Every divorce involves unique people and thus is unique in its own right. Still, one thing that most Wright County divorces have in common is that the spouses must split up their marital assets. Unless you and your spouse own very little property or have a prenuptial agreement in place, figuring out an equitable division of property can be complicated and emotional at times.
This is especially true for most couples getting divorced after 50, commonly known as going through “gray divorce.” By the time they have reached middle age and have been married for 20 to 30 years, most couples have amassed substantial assets. The house, cabin, retirement savings, bank accounts and other property must be divided between you and your spouse (in most cases) if you acquired them during the marriage.
Gray divorce and money
This can be an especially complex and sensitive matter for people in their 50s or 60s. Retirement age is near, and most divorcing spouses would prefer not to have to delay retiring if at all possible. Further complicating matters are spouses who did not work during the marriage. After decades of working as a homemaker, it can be impossible to suddenly become financially self-reliant. And the spouse who was the breadwinner during the marriage might be forced to delay retirement and stay in a demanding job to pay for spousal support and their own living expenses.

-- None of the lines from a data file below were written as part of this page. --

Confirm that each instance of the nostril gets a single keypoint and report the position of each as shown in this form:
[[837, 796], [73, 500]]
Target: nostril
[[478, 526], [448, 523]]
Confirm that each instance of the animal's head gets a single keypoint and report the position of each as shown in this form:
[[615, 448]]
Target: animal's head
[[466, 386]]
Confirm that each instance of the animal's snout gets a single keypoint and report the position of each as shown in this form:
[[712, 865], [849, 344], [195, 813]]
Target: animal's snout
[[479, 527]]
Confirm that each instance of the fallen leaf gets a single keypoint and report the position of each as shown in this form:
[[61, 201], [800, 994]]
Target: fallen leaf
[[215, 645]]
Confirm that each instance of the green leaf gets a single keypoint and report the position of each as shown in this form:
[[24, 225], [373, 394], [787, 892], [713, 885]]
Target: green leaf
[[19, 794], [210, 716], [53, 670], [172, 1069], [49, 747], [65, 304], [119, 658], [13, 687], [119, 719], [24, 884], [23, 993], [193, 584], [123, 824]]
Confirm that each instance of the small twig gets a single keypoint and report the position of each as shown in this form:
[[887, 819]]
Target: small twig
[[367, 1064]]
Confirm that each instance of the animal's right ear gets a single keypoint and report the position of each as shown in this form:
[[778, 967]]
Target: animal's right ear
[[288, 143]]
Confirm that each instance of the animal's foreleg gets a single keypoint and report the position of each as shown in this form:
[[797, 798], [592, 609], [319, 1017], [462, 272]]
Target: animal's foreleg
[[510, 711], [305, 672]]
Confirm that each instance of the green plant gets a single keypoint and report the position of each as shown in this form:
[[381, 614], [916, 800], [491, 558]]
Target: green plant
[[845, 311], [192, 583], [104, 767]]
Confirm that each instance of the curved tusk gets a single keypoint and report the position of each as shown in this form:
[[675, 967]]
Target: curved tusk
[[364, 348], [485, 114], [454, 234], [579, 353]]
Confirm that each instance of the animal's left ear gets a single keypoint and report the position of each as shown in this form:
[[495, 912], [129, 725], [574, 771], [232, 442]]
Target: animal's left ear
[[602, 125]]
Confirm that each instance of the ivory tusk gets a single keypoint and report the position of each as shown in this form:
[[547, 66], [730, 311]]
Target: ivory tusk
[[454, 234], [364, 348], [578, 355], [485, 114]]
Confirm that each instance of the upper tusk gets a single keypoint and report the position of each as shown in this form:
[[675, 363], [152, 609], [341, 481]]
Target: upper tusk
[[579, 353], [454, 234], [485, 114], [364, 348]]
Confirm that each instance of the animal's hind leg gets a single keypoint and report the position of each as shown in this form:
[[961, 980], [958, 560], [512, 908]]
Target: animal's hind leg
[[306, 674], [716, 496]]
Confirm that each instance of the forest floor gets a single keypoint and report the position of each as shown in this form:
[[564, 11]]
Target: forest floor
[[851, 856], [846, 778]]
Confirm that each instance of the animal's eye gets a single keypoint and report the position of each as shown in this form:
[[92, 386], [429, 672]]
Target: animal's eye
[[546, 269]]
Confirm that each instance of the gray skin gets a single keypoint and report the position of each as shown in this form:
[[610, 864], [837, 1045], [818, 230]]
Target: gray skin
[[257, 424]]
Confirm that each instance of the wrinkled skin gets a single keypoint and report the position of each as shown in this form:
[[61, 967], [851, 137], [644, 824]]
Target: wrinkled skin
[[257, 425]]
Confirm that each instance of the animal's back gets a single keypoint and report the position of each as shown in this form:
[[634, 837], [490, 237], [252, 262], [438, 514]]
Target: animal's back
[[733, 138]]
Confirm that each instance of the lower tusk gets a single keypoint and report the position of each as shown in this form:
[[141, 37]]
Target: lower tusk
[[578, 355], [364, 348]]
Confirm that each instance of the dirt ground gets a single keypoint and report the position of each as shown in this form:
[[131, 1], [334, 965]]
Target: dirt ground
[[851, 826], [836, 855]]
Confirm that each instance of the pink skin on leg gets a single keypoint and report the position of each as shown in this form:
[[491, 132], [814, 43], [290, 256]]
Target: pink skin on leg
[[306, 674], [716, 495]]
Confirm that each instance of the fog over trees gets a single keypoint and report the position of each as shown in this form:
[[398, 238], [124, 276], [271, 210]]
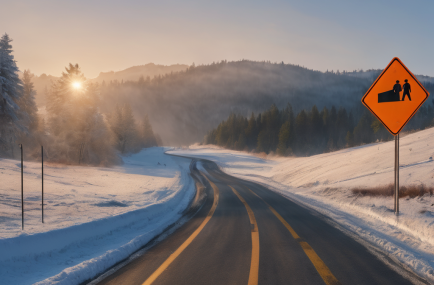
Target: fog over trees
[[307, 132], [183, 106], [261, 106]]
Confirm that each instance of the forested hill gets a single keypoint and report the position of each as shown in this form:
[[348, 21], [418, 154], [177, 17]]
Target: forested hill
[[184, 106]]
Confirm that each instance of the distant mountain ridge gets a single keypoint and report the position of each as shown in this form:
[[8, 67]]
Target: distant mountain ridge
[[134, 73]]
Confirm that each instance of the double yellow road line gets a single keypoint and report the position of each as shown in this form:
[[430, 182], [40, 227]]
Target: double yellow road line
[[320, 266], [183, 246], [325, 273]]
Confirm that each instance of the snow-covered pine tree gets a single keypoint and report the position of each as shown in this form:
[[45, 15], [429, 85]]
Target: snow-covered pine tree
[[27, 103], [10, 94], [148, 136], [77, 131], [124, 128]]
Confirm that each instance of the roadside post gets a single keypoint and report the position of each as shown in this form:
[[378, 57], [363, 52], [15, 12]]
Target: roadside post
[[22, 190], [394, 108], [42, 177]]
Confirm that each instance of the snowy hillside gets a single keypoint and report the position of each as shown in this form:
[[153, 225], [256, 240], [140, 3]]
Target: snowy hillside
[[324, 182], [94, 217]]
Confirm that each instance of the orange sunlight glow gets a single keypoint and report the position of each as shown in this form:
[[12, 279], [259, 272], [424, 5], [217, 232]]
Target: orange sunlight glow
[[76, 85]]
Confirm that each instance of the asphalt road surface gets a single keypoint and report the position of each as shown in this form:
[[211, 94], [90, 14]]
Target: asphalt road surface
[[247, 234]]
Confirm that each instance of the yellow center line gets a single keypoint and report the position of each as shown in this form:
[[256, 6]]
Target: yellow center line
[[320, 266], [254, 264], [174, 255]]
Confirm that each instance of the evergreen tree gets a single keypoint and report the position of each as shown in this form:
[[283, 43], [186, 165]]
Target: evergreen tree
[[10, 94], [251, 132], [301, 133], [148, 136], [27, 103], [77, 131], [283, 147], [124, 128]]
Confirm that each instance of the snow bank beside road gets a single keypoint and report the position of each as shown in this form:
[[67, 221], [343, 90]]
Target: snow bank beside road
[[324, 182], [95, 217]]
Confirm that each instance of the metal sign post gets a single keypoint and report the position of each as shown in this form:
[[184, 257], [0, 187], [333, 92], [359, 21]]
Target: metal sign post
[[396, 194], [393, 109]]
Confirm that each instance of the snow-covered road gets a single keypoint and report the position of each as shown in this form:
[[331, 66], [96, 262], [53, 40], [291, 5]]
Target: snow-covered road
[[324, 182], [94, 217]]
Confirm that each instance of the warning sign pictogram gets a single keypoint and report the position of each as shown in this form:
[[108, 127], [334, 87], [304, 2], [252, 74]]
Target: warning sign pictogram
[[395, 96]]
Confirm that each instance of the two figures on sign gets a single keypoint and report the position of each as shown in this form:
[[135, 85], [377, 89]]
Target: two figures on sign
[[407, 89]]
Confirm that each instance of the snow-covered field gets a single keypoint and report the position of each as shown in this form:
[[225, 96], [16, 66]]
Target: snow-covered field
[[324, 182], [94, 216]]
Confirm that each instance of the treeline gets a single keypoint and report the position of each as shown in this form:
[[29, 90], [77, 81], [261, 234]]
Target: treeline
[[184, 106], [306, 132], [73, 129]]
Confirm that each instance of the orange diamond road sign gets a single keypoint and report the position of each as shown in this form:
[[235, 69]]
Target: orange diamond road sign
[[395, 96]]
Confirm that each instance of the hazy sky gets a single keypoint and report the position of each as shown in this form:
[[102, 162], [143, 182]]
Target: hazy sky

Other issues that commonly arise in gray divorce property division negotiations include:
- Blended families, including stepchildren
- A “boomerang child” who has moved back home as an adult
- Rising healthcare costs due to conditions common to middle-aged people and seniors
- Elderly parents needing financial and living support
Fortunately, working with a divorce attorney with experience guiding clients through gray divorce should result in a fair and properly tailored property division.